Brandschutzerziehung in der Rothenberger Kindestagesstätte „Himmelsauge“: Kinder waren mit Feuereifer dabei

Gemeindebrandinspektor Marco Johe war voll des Lobes: „super vorbereitete Kinder, sehr gute Beteiligung, tolle Arbeit der Erzieherinnen“. Besser hätte die Brandschutzerziehung in der Rothenberger Kindestagesstätte „Himmelsauge“ gar nicht laufen können. „Wir hatten leichtes Spiel“, schmunzelte Johe. Mitglieder der Einsatzabteilung vermittelten den Kleinsten angefangen von der Geschichte des Feuers über die Notrufnummer bis hin zum Löschen eines Fettbrandes Wissenswertes.
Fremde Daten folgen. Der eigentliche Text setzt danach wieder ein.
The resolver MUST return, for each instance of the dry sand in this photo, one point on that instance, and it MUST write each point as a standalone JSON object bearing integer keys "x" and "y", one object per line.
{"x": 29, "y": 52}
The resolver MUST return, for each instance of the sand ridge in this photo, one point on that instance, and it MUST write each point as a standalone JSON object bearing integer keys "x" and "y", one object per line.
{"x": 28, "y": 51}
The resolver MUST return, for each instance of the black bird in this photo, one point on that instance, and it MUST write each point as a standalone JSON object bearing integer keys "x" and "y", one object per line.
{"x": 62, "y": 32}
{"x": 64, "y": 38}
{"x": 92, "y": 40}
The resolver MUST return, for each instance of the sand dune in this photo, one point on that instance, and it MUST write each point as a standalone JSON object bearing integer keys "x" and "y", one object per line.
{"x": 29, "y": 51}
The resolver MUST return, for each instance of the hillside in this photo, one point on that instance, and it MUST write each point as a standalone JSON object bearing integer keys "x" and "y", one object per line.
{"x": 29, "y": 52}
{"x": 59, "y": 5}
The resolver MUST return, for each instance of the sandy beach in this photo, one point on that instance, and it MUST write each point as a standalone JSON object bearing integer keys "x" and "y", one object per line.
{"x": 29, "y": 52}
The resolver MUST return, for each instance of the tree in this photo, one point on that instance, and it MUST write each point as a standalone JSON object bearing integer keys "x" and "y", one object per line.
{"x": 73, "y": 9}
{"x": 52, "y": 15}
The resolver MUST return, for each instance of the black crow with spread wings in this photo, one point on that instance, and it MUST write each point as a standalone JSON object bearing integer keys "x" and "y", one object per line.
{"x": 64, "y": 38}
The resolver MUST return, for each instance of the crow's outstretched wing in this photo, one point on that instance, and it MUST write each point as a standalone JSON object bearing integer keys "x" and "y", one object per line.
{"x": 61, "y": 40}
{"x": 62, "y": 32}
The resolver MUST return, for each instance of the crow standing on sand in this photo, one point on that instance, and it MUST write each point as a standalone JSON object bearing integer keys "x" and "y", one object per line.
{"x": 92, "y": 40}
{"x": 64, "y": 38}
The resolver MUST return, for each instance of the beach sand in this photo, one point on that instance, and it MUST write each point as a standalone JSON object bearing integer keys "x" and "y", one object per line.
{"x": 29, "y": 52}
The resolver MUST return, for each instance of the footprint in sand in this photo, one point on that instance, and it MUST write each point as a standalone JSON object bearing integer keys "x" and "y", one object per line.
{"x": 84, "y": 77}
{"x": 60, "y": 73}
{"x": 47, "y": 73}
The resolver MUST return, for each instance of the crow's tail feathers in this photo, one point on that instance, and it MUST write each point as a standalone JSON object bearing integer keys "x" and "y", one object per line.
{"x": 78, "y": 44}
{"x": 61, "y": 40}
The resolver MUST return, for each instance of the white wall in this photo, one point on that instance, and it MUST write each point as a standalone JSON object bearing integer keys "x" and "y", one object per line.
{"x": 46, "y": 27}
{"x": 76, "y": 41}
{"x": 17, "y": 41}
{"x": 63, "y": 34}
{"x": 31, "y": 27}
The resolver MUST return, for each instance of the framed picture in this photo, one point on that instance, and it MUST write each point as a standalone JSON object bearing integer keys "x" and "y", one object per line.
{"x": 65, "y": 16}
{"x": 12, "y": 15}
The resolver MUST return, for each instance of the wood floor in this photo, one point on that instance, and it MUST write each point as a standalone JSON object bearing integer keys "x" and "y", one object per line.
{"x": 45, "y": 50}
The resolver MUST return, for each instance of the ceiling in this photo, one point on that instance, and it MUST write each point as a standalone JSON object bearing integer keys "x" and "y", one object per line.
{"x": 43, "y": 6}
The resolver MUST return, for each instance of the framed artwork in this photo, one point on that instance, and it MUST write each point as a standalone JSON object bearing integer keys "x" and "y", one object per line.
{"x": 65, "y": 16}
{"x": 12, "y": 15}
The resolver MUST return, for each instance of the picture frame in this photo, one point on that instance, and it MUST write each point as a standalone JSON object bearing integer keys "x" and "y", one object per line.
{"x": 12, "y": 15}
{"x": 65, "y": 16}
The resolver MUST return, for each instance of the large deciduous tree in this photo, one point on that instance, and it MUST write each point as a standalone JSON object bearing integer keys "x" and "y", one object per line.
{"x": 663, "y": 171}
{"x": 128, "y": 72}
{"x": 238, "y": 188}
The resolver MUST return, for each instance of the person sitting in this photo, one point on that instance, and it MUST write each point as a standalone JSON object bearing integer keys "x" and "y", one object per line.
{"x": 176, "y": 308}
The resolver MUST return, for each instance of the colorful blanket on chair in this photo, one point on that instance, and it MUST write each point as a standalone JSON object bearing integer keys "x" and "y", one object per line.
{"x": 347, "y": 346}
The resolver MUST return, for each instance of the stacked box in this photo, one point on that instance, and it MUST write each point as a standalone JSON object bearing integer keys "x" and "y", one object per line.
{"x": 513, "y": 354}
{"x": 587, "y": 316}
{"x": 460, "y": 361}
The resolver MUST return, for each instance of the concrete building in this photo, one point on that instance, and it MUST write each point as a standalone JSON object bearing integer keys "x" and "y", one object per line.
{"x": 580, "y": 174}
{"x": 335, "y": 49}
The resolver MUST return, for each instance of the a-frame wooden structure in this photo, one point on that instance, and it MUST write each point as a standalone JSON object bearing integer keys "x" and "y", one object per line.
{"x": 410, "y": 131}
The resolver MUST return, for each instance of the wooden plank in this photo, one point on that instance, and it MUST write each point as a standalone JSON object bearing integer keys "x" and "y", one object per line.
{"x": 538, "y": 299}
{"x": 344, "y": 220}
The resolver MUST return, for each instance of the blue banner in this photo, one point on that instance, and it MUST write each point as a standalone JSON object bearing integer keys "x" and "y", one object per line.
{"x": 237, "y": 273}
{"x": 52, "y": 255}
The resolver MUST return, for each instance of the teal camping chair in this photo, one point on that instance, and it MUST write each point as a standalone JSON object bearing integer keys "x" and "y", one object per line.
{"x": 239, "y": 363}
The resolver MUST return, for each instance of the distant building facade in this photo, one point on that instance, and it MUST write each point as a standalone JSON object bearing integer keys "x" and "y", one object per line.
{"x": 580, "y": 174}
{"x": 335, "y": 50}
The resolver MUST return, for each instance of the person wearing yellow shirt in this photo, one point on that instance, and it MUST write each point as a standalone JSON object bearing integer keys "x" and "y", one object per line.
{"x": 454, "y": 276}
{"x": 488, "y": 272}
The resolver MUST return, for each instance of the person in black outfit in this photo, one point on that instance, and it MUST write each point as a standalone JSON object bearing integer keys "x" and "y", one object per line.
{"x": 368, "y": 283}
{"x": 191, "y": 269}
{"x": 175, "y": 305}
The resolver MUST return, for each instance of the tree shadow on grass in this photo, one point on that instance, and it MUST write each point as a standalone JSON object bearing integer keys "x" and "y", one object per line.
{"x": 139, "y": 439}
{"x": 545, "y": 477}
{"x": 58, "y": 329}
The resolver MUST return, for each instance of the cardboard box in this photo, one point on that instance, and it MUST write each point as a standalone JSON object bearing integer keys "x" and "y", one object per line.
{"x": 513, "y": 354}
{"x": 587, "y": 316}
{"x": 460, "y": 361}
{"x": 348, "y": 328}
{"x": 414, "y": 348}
Zu Beginn gingen die Wehrleute auf die geschichtliche Bedeutung des Feuers für die Menschen, dessen Nutzen und Schaden ein. Die Kinder erarbeiten dazu Beispiele der verschiedenen Feuerarten. „Die Kinder wussten diese sofort“, erwiesen sich laut Johe die Steppkes bestens vorbereit auf die Frage nach der Notrufnummer 112 für Feuerwehr und Rettungsdienst. Anschließend wurde mit einer Telefonanlage das Absetzen des Notrufs geübt. Die Kinder durften die 112 wählen und anhand von Bildern ein Ereignis beschreiben.

„Alle Kinder konnten problemlos und richtig einen Notruf absetzen“, war auch Steffen Bartmann mehr als zufrieden mit dem vorgefundenen Wissensstand. Vermittelt wurde auch, was nach dem Absetzen des Notrufes abläuft – etwa das Alarmieren der Feuerwehr über Funkmeldeempfänger. Die Rothenberger Floriansjünger hatten außerdem verschiedene Ausrüstungsgegenstände mitgebracht. Die Kindergartenkinder durften dann erarbeiten, für welchen Zweck die verschiedenen Ausrüstungen geeignet sind.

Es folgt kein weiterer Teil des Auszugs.